Раздались аплодисменты. На поляну выдвинулась группа молодежи в ярких одеждах. Очевидно, они олицетворяли собой агрессивную часть французского общества, сторонников «Национального Фронта». Они кричали и угрожающе размахивали руками в сторону беженцев. Неясный гул прервался четким криком одного из актеров.
— Нет! — крикнул он «беженцам».
— Нет! — закричали другие.
Паровоз дал сигнал. Наступила тишина. «Беженцы» сняли с себя рваные одежды, оказавшись такими же молодыми людьми, как и их «враги». Простенькое, немудреное представление показывало нам — на уровне «дважды два», — что мы ничем не отличаемся от беженцев и уже только поэтому стоит проявить к ним некоторое радушие. Я оглядел зрителей. Впечатлены оказались все, за исключением меня, словенцев и босняка. Четверо бродяг, беженцев, жители трижды разрушенных стран, мы сами слишком часто оказывались на месте беженцев. Мы могли им сочувствовать, но не могли верить в искреннее стремление благополучных и сытых французов принять и понять Другого. Мы тоже Другие. Я взглянул на происходящее с вершины тополя, колеблемой ветром. В перспективе гигантского парка, разбитого еще в XIV веке, мы копошились кучкой пестрых муравьев. На холме кучка муравьев бросилась к другой, и все начали обниматься. Сигнал паровоза. Аплодисменты. Еще порция аплодисментов. Ева, обхватив колени и чуть наклонившись вперед, зачарованно смотрела.
…Ко мне подошла француженка с мужем-канадцем. Тот оказался настолько умен, что покинул страну снегов и оленей 30 лет назад. Мы обсудили перспективы поездок во Вьетнам и Камбоджу, Турцию и Россию. Я сразу понял, к чему они клонят, и, как и положено порядочной шлюхе, постарался понравиться. Из всего, что я говорил, запомнил только «…раньше люди ехали, чтобы интегрироваться, теперь же привозят свою страну с собой». Они сразу взяли у меня автограф. Я отсоветовал им летать через аэропорт Ататюрка. Слишком много беженцев. Вы понимаете, о чем я?.. Их поистине французская практичность великолепным образом уживалась с готовностью восхититься перформансом в пользу беженцев… Они ушли, и я с облегчением обернулся к Еве, чтобы смотреть на свою королеву и пожирать ее взглядом всю. Пышную плоть, косточки, хрящики…

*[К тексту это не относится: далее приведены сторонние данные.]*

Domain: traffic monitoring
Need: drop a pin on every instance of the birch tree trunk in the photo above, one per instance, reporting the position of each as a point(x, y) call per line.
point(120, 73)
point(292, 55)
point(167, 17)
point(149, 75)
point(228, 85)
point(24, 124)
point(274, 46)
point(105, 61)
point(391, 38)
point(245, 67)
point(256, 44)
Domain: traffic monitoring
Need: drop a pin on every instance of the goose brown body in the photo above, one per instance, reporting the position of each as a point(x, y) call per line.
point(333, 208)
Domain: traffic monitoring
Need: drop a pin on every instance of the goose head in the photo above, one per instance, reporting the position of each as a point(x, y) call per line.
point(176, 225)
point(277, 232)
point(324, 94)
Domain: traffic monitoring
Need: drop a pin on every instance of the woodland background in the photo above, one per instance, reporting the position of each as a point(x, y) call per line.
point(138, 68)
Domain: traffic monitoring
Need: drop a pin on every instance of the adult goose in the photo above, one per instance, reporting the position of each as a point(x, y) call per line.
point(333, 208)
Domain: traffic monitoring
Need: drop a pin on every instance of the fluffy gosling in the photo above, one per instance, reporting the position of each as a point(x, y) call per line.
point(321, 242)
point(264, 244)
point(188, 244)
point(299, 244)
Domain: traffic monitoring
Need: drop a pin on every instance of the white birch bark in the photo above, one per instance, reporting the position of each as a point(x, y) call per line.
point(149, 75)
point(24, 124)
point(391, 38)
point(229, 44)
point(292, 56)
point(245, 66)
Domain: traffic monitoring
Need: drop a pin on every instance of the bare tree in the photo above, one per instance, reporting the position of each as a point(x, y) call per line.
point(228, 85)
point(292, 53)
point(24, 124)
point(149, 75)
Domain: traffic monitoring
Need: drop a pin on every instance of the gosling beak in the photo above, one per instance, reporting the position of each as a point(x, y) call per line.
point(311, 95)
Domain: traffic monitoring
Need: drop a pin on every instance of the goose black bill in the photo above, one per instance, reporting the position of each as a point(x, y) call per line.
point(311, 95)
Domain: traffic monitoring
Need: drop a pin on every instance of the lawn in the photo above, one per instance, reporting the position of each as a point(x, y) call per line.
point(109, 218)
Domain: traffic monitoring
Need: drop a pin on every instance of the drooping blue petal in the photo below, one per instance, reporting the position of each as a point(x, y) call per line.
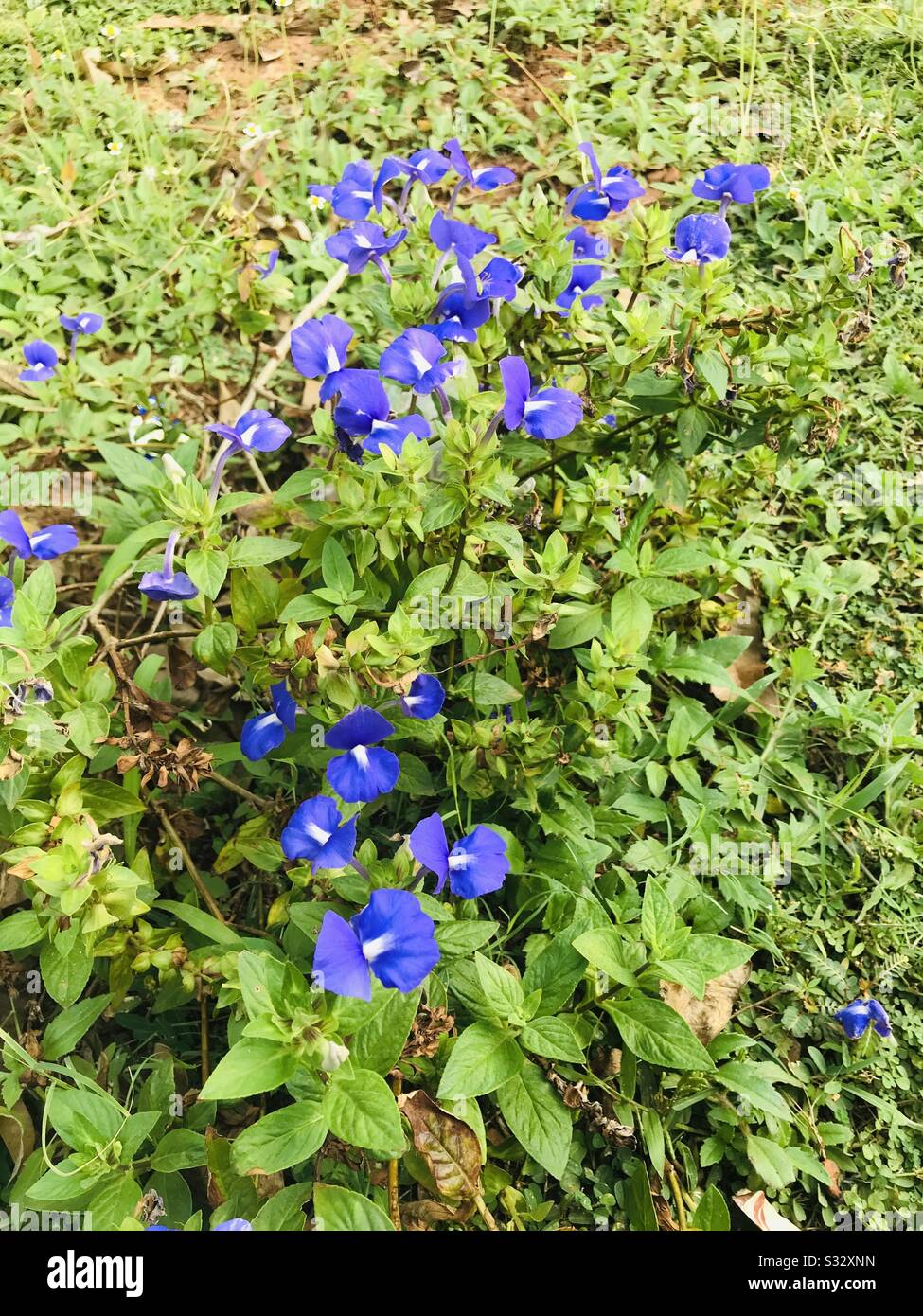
point(363, 726)
point(12, 532)
point(516, 383)
point(7, 599)
point(700, 239)
point(261, 735)
point(364, 774)
point(43, 361)
point(424, 699)
point(398, 938)
point(315, 832)
point(283, 704)
point(552, 414)
point(320, 347)
point(339, 964)
point(454, 236)
point(363, 400)
point(51, 541)
point(430, 846)
point(478, 863)
point(162, 586)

— Как вы находите перформанс, Владимир? — спросила она, не оборачиваясь.
— Pas mal, pas mal, — ответил я и выпалил вдруг: — А вообще не очень.
— Вам не понравились актеры? — спросила она.
— Мне не нравится то, что беженцев вам жалко, а меня нет, — сказал я вдруг.
Она быстро обернулась и рассмеялась. Я взлетел на седьмое небо от счастья. Я рассмешил ее.
— Mais… Владимир? — сказала она, смеясь теперь лишь глазами.
— Да-да, — упрямо повторил я, — французы… нация притворщиков и лицемеров… беженцев вы жалеете…
— Надо принимать всех, кто в этом нуждается, — сказала Ева чуть озадаченно и сдвинув брови.
Она говорила это как выученный урок. Урок политкорректности. Я некстати вспомнил, как мои дети любую историю об однокласснике с другим цветом кожи начинали со слов «я не расист, конечно». Дитя.
— Способность принять говорит о доброте и широте души, — продолжила Ева повторять мне зубрежку.
— Так примите меня и примите меня вы! — выпалил я.
Она обернулась ко мне уже окончательно, я полулежал, оперевшись на локоть. Лицо мое горело гордостью. Ее внимание принадлежало мне, я был ее мужчиной.
— Mais Владимир…
— Я буду звать Вас Mademoiselle Mais[97], — сказал я. — Всегда «но».
— Mais Vladimir, — сказала она, мягко забирая у меня стакан, который наполнил вином проходивший мимо веселый bénévolé с канистрой. — Vous etes très émotionel et, de plus, buvez plus comme il faut[98].
— Ça m’aide à vous voir triplée et, par conséquent, contempler trois belles Eva au lieu d’une![99] — парировал я.
Она вновь рассмеялась.
— Представьте, что я и есть сирийский беженец, — сказал я, шалея от вина и отчаяния. — А ваша, например, грудь, это plage de Normandie[100]. Так примите меня на нее! Позвольте мне осуществить mon débarcement dе votre Normandiе![101]
Замолк. Глядел на нее. Волосы Евы разлетались. Смеясь, она слегка покачивала головой, то ли не веря моей проявившейся наконец храбрости, то ли восхищаясь ей. Опираясь рукой в землю, подняла другую и приставила указательный палец к моим губам. Приложила крепче. Я смотрел ей в глаза и поцеловал палец. Хотя бы палец… Но я чувствовал и легкое разочарование. Она не шла ко мне сама, она сдавалась натиску…
— Где тот молодой человек, что сопровождал вас вчера? — спросил я.
— Это молодой человек Эстер, — сказала она. — И они ушли вчера вместе.
Короткая вспышка, мгновенное проклятие злобной рыжей сучке. Провела меня!
— Значит, вы были одна, — сказал я.
— Верно, — сказала она, посмотрев на меня с упреком.
Я потупился.
— …Но не пришли на вечеринку, — сказал я.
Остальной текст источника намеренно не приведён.